COLOUR: Full deep red.
BOUQUET: Ripe cassis and blackberry fruit nose integrated with red cedar, nutmeg and cinnamon through maturation in predominantly French oak. The wine proudly shows its Coonawarra Cabernet Sauvignon pedigree.
PALATE: The palate displays an excellent depth of rich dark mulberry fruit with ripe, long tannins. It is full flavoured yet retains elegance and finesse.
FOOD SUGGESTIONS: This wine will best match full flavoured meals, such as tender pink lamb back strap, a rich risotto or full flavoured game.

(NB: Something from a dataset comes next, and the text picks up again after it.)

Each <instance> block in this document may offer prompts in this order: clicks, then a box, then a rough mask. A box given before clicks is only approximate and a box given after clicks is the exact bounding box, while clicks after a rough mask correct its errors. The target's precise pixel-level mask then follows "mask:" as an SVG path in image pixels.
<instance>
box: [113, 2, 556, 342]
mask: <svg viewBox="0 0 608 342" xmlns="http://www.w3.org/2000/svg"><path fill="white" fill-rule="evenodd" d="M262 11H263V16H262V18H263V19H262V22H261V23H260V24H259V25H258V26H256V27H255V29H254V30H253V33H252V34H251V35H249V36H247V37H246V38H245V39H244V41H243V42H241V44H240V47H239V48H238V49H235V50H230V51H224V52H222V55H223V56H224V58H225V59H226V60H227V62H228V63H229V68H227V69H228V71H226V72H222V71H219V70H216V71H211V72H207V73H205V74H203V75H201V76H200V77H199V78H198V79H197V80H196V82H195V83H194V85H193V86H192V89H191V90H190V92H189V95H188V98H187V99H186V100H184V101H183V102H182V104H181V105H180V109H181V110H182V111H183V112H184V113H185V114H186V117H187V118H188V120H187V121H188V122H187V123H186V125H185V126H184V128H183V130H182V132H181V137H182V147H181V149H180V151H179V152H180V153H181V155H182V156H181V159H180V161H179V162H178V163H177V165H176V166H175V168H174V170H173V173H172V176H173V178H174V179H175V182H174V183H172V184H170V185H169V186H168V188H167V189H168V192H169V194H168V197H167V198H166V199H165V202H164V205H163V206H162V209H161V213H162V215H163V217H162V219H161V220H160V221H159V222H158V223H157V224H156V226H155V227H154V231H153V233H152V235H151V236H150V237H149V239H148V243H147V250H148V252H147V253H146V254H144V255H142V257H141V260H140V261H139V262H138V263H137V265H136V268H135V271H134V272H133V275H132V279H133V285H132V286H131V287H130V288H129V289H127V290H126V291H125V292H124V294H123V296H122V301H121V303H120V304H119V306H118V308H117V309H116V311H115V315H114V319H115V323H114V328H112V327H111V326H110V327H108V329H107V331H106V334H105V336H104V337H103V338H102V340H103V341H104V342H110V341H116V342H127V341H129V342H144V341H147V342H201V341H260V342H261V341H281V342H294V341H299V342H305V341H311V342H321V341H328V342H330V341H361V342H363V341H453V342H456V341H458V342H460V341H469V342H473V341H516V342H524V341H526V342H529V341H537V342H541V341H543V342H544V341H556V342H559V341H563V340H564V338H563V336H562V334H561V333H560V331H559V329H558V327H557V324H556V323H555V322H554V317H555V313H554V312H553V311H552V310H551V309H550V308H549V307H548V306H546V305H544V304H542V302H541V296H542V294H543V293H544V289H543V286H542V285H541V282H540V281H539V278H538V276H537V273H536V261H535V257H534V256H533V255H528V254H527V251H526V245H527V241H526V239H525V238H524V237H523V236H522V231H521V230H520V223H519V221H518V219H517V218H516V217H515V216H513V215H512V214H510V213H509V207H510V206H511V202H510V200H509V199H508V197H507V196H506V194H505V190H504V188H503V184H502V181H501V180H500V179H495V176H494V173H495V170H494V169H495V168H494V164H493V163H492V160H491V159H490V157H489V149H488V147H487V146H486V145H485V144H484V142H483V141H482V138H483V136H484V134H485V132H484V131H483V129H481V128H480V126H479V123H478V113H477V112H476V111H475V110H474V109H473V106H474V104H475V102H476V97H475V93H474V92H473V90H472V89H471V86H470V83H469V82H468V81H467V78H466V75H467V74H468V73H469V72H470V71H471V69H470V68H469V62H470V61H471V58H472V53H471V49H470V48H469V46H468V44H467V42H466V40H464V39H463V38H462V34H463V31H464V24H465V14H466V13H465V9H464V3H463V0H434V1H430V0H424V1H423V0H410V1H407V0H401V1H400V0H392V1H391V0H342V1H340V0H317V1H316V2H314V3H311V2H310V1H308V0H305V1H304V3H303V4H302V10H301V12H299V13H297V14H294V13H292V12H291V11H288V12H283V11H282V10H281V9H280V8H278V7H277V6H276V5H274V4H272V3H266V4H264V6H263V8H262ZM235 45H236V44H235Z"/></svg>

CELLARING POTENTIAL: Excellent on release and will age over the next decade or more. Expect cedar and cigar box characters to develop with time.
BACKGROUND INFORMATION: Leconfield is situated in the heart of Australia’s famous Coonawarra with its rich Terra Rosa soil over limestone providing the ideal environment for growing premium Cabernet Sauvignon. The vineyard was founded in 1974 by pioneering oenologist Sydney Hamilton who at 76 years of age had the ambition to produce the classic Australian red wine. Time has validated his choice of Coonawarra as a fantastic place to do just that. Today the estate remains a family wine business owned by Dr Richard and Jette Hamilton and is planted predominantly to Cabernet Sauvignon with smaller patches of Merlot, Cabernet Franc, Shiraz, Petit Verdot and complemented with the white varieties of Riesling and Chardonnay. The Hamilton family have been growing grapes and wine in South Australia since 1837
OAK TREATMENT: 100% Oak Matured for 18 months. (34% New French oak, 8% 1 yo. French oak, 24% 2 y.o. French oak, 14% 3 y.o. French oak, 12% 4 yo French oak 8% American oak).